Ayant exercé presque trois ans son ministère dans cette paroisse avec piété, justice et grande compassion pour les veuves et les délaissés,
Il passa avec la plus grande piété au Seigneur le 7 avril 1836, à la mémoire de son honneur.
Le 1er août 1841, son corps fut transféré au pied de cet autel depuis le cimetière de Saint-Jean,
Par des catholiques qui l’avaient protégé, soutenu et assisté dévotement.
Qu’il repose en paix. Amen.
»

acte d’inhumation de Jean-Baptiste Barthes – Archives départementales de la Guadeloupe
Acte de la translation des restes de Jean-Baptiste Barthes au pied de l’autel de l’église de Gustavia en 1841 – Archives départementales de la Guadeloupe

J’ai voulu faire une petite recherche sur ce curé enterré au pied de l’autel de l’église catholique de Gustavia, un bel honneur tout de même.

Jean-Baptiste Barthes est né le 25 vendémiaire de l’an III, soit le 16 octobre 1794, fils de Jean-Baptiste Barthes, maître charron, et de Thérèse Balmele. On peut noter que ses parents avaient déjà eu un enfant, Jean-Baptiste, né le 14 décembre 1791 et baptisé le 15 décembre 1791 à la paroisse Saint-Jacques.

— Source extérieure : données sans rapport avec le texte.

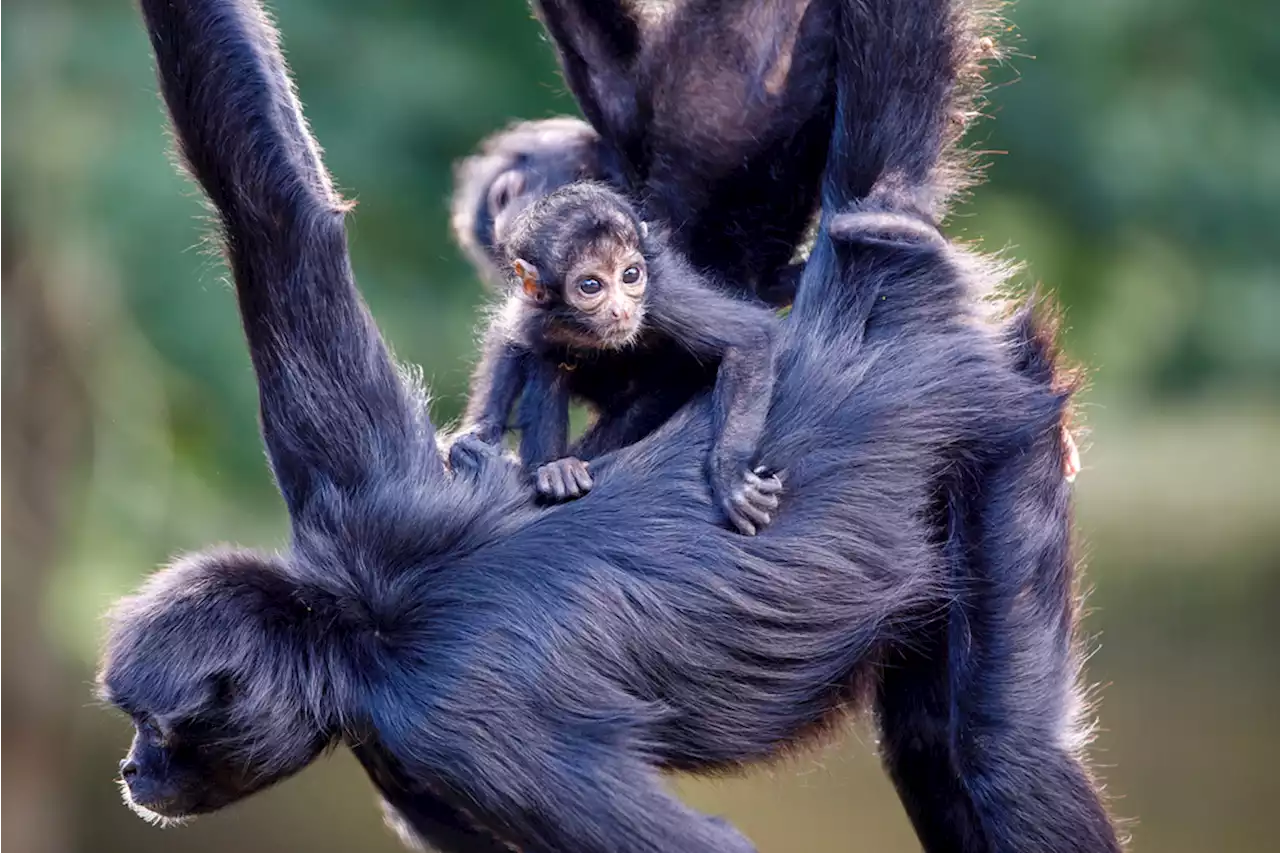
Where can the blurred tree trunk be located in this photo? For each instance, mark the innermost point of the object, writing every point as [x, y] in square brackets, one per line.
[42, 423]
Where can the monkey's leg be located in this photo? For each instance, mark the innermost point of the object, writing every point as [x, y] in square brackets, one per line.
[981, 737]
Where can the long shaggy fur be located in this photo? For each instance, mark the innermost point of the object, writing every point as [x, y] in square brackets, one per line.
[515, 675]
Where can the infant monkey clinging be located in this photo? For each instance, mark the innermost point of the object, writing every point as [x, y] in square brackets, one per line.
[598, 300]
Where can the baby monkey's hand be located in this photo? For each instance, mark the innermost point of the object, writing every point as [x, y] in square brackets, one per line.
[563, 479]
[746, 497]
[470, 452]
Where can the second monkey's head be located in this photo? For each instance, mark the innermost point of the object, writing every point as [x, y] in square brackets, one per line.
[579, 256]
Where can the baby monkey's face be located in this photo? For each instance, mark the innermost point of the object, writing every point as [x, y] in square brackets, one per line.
[604, 286]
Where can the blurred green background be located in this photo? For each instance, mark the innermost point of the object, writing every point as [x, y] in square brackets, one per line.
[1138, 173]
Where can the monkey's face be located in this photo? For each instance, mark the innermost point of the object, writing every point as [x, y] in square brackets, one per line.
[211, 721]
[606, 288]
[196, 758]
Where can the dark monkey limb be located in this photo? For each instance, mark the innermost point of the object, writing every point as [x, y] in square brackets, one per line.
[713, 115]
[501, 698]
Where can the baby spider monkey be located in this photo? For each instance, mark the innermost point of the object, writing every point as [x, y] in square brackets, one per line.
[604, 310]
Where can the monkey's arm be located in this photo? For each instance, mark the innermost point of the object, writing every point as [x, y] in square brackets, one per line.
[544, 434]
[741, 336]
[597, 41]
[497, 382]
[334, 407]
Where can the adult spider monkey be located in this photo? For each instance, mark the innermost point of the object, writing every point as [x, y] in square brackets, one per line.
[501, 698]
[714, 115]
[716, 118]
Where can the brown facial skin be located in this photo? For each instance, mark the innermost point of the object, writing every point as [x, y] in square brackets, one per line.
[606, 286]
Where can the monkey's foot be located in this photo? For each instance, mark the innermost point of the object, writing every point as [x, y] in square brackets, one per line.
[563, 479]
[883, 228]
[750, 501]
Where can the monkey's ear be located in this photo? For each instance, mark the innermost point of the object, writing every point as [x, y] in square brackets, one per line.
[529, 279]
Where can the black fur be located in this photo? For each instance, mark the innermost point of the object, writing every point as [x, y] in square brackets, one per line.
[498, 696]
[713, 115]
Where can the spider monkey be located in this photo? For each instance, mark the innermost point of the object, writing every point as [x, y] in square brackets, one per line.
[713, 115]
[502, 699]
[598, 301]
[723, 146]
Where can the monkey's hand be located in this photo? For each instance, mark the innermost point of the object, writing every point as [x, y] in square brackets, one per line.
[470, 452]
[563, 479]
[746, 497]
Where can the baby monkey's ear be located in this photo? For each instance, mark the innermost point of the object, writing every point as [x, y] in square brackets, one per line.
[529, 279]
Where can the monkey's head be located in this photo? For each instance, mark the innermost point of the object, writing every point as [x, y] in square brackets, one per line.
[512, 169]
[201, 662]
[580, 255]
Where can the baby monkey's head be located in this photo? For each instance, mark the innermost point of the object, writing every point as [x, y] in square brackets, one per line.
[579, 255]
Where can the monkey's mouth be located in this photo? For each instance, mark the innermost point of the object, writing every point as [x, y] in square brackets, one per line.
[621, 334]
[161, 811]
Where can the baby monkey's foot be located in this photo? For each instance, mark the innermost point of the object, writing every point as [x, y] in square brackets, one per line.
[563, 479]
[749, 498]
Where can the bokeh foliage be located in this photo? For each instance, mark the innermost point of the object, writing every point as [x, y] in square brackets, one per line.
[1138, 174]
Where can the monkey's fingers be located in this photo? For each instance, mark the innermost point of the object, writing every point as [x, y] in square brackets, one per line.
[563, 479]
[763, 483]
[544, 482]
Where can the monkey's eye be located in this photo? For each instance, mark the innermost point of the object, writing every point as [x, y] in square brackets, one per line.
[149, 729]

Cet enfant était donc décédé avant 1794, mais je n’ai pas retrouvé l’acte de sépulture.

Baptême de Jean-Baptiste Barthes – Archives départementales du Tarn

On retrouve ensuite la trace de Jean-Baptiste Barthès parmi les effectifs du 7ᵉ régiment d’infanterie de ligne entre le 22 janvier et le 23 octobre 1813, alors que l’Empereur Napoléon Ier dirige encore la France.


À la suite de la désastreuse campagne de Russie de l’hiver 1812 et de la révolte d’une partie des États allemands, Napoléon décrète en janvier 1813 la levée d’un nouveau contingent de 350 000 hommes, rapidement surnommés les Marie-Louises, du nom de l’impératrice qui en signa le décret.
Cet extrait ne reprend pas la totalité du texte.